Replicating files via GlusterFS
To share a folder via all node, we have to create and configure a volume. We'll use
/tmp/gluster-test as the volume's folder (the place where the files are stored) and
/tmp/gluster-data where the gluster volume will be mounted.
On both nodes:
One one server:
node1 root # gluster volume create my-volume replica 2 transport tcp node1:/tmp/gluster-test node2:/tmp/gluster-test Creation of volume my-volume has been successful. Please start the volume to access data. node1 root # gluster volume start my-volume Starting volume my-volume has been successful
This command creates and starts a new volume named
my-volume with two replicas which communicates via TCP.
As the next step, we can mount the GlusterFS volume like every other filesystem:
node1 root # mount -t glusterfs node1:/my-volume /tmp/gluster-data/ -o auto,rw,allow_other,default_permissions,max_read=131072
node2 root # mount -t glusterfs node2:/my-volume /tmp/gluster-data/ -o auto,rw,allow_other,default_permissions,max_read=131072
Now we have clustered file system! Let's try it:
node1 root # touch /tmp/glustered-data/test node2 root # ll /tmp/gluster-data/ total 8.0K drwxr-xr-x 2 root root 4.0K Sep 27 18:55 . drwxrwxrwt 7 root root 4.0K Sep 27 18:54 .. -rw-r--r-- 1 root root 0 Sep 27 18:55 test
Testing the emergency
Now, lets test the worst case: one of the nodes goes down (planned or unplanned).

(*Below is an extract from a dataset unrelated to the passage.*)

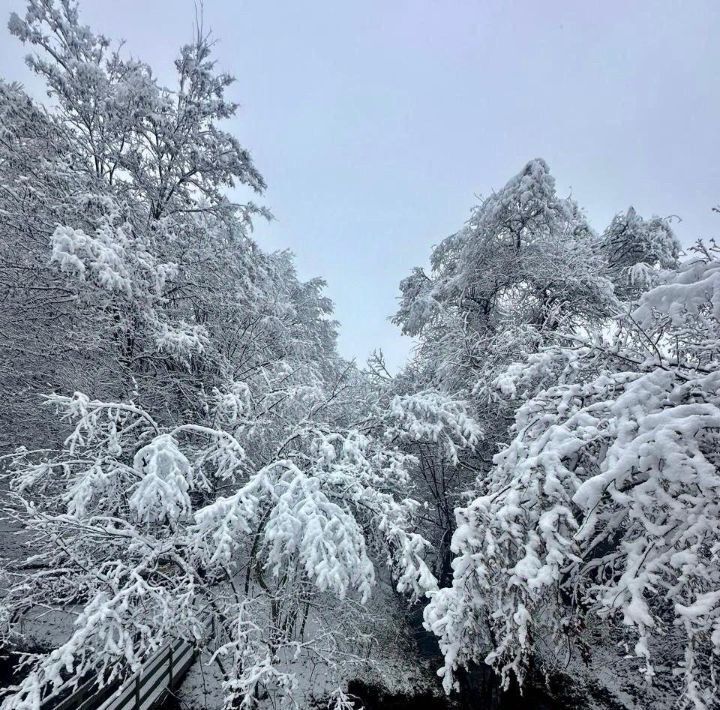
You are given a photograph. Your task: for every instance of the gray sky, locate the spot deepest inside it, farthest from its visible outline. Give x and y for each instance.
(376, 123)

When the node comes back, he should sync the files:
I'll use the following simple bash loop to demonstrate continuous writes on one node during the outage of the other:
node1 root # while [ true ]; do echo "`hostname` - `date`" | tee -a /tmp/gluster-data/dates.txt; sleep 5; done
Start this command on the first node and as the next step we'll simulate a network outage between the two nodes:
node1 root # iptables -I OUTPUT 1 -d 192.168.0.2 -p tcp ! --dport 22 -j REJECT
If you run
gluster peer status on the first node, you should see the second one as
Disconnected (and vice versa):
node1 root # gluster peer status Number of Peers: 1 Hostname: node2 Uuid: 97929b17-85a2-4aec-96f6-0790110490d5 State: Peer in Cluster (Disconnected)
/tmp/gluster-data/dates.txt on the first node should contain a few timestamps now. Let's bring back the second one and see what happens:
node1 root # iptables -D OUTPUT 1 node2 root # wc -l /tmp/gluster-data/dates.txt 85 /tmp/gluster-data/dates.txt
Success! But what happens if we write on both systems to the same file during the outage (aka a Split-Brain? Let's start the bash loop on both system and issue the
iptables command again. As expected, both systems show the other as "Disconnected". Wait a few seconds and remove the block rule from the iptables chain.
Accessing the data gives us now an Input/Output error. The logfile
/var/log/glusterfs/tmp-gluster-data.log contains more information:
Unable to self-heal contents of '/dates.txt' (possible split-brain). Please delete the file from all but the preferred subvolume.
So in this case, we have to manually fix the problem. If we delete the file
/tmp/glusterfs-data/dates.txt from the second node, the process recovers itself but leaves us with a truncated file (because the file gets temporarily deleted on all nodes). So we better keep a copy of the "correct" file and restore it before fixing that problem. After all, this isn't GlusterFS fault - successfully recovering from a split-brain is a hard job and almost impossible if you don't have a majority in your cluster who agree on the content of an object.